Results show that LongCat-Image-Edit achieves the highest overall score of 4.50 on the CEdit-Bench, outperforming all compared models including commercial systems like FLUX.1 Kontext [Pro] and Qwen-Image-Edit. The model demonstrates strong performance across all editing categories, particularly excelling in action, style, and hybrid editing tasks, with notable improvements in consistency and comprehensive quality.

Results show that LongCat-Image achieves an average score of 0.95 across all evaluated benchmarks, outperforming HunyuanImage-3.0 and approaching the performance of Seedream 4.0, which achieves an average score of 0.97. The model demonstrates strong capabilities in both English and Chinese text rendering tasks, with particularly high scores on the Complex-en and Poster-zh subsets, indicating robust performance in handling complex textual content and bilingual scenarios.

Results show that LongCat-Image achieves the highest average word accuracy of 0.8658, outperforming Seedream 4.0 and Qwen-Image, while also achieving a competitive NED score of 0.9361 and a CLIPScore of 0.7859. The model demonstrates strong performance in multi-region text rendering, particularly in handling complex text layouts, though it lags behind Seedream 4.0 in NED and Qwen-Image in CLIPScore.

The authors use a comprehensive evaluation framework to assess LongCat-Image's performance across multiple dimensions, including text-image alignment, entity recognition, attribute binding, and relational reasoning.
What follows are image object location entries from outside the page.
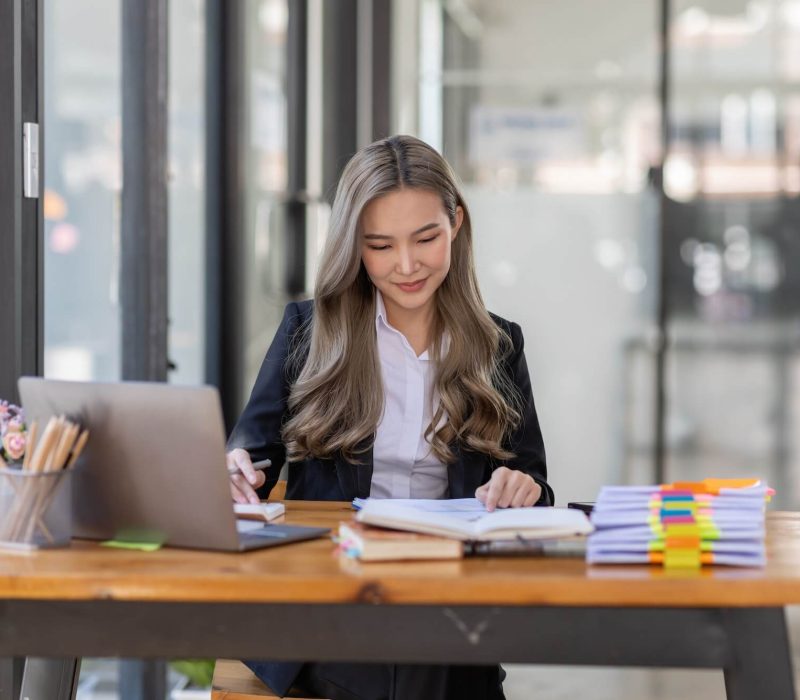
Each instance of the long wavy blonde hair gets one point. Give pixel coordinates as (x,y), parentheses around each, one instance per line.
(336,402)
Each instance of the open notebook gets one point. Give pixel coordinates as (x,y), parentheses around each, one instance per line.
(467,519)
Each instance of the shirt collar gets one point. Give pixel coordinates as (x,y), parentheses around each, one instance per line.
(382,326)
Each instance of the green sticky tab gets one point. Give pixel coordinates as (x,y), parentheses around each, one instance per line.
(140,546)
(142,540)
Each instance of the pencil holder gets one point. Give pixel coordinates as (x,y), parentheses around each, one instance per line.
(35,509)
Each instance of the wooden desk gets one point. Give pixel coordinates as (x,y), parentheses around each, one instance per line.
(91,601)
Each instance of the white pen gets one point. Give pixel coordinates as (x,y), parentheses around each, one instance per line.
(263,464)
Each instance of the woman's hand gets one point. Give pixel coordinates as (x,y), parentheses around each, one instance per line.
(246,479)
(508,488)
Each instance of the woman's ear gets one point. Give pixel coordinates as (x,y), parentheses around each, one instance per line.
(459,221)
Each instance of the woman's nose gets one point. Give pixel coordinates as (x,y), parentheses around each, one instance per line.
(407,261)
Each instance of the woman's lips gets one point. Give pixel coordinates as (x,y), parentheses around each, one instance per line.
(412,286)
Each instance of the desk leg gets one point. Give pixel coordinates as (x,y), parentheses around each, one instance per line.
(142,679)
(55,679)
(761,662)
(11,669)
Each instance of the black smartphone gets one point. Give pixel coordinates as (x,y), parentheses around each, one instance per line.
(586,506)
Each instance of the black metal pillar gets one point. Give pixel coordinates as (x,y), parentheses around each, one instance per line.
(143,283)
(662,313)
(144,243)
(225,178)
(21,102)
(339,94)
(297,85)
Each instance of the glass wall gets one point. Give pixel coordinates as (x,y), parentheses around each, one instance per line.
(82,176)
(734,241)
(186,190)
(549,114)
(266,180)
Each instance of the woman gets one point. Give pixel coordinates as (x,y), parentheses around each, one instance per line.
(395,382)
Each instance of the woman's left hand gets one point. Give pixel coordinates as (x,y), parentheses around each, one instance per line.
(508,488)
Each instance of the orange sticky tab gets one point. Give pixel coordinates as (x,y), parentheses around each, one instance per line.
(682,559)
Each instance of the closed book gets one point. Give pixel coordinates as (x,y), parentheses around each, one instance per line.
(378,544)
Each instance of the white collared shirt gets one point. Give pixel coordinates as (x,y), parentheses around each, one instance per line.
(403,464)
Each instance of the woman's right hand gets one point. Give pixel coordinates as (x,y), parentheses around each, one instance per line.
(246,479)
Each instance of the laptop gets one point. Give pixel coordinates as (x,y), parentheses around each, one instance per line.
(154,465)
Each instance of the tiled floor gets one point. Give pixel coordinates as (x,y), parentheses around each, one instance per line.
(546,682)
(576,683)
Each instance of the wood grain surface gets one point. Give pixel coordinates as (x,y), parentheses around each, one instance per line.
(310,572)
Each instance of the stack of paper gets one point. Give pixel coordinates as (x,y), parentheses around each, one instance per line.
(681,525)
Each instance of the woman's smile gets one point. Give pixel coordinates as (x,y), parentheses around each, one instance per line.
(412,286)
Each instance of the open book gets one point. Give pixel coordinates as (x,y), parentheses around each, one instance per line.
(471,522)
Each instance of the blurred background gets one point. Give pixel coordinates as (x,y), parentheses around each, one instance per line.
(632,170)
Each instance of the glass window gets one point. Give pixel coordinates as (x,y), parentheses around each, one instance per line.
(186,183)
(549,114)
(734,289)
(82,189)
(265,152)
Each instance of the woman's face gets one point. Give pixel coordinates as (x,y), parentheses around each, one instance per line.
(405,245)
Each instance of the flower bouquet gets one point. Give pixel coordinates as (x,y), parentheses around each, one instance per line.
(34,510)
(13,435)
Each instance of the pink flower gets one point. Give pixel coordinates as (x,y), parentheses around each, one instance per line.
(14,445)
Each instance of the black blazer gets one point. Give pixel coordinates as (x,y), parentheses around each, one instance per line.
(258,430)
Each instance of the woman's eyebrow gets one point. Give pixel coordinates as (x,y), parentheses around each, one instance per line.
(382,237)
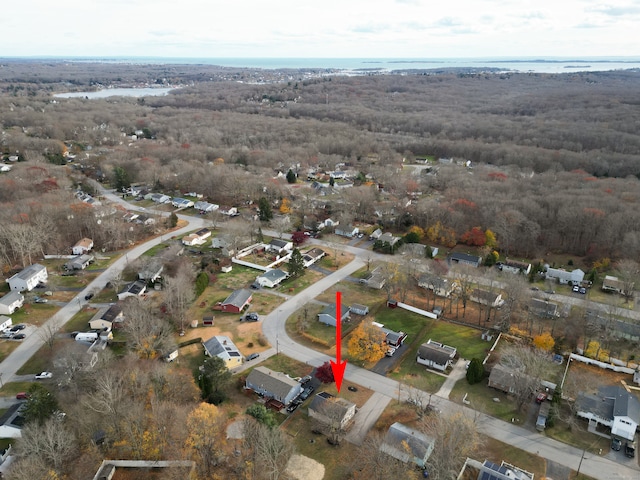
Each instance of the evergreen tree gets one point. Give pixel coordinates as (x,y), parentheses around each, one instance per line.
(265,210)
(296,263)
(475,371)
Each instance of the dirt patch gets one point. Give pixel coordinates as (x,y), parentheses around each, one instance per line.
(304,468)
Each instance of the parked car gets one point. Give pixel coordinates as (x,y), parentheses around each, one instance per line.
(616,444)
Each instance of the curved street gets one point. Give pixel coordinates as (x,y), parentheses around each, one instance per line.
(385,388)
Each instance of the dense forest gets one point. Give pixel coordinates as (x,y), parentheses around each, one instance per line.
(554,159)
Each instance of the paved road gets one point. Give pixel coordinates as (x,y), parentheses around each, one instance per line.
(385,389)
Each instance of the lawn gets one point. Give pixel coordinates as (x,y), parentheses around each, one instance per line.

Results show that LongCat-Image achieves strong performance across all categories, with particularly high scores in entity and attribute tasks, and ranks among the top models in overall performance, demonstrating its robustness in handling complex compositional and semantic constraints.

Results show that LongCat-Image achieves an overall score of 0.87 on the GenEval benchmark, matching the best-performing model Qwen-Image and outperforming all other models listed. The model demonstrates strong capabilities in attribute binding, counting, and position understanding, with particularly high scores in single-object and two-object tasks, indicating robust fine-grained control over compositional elements.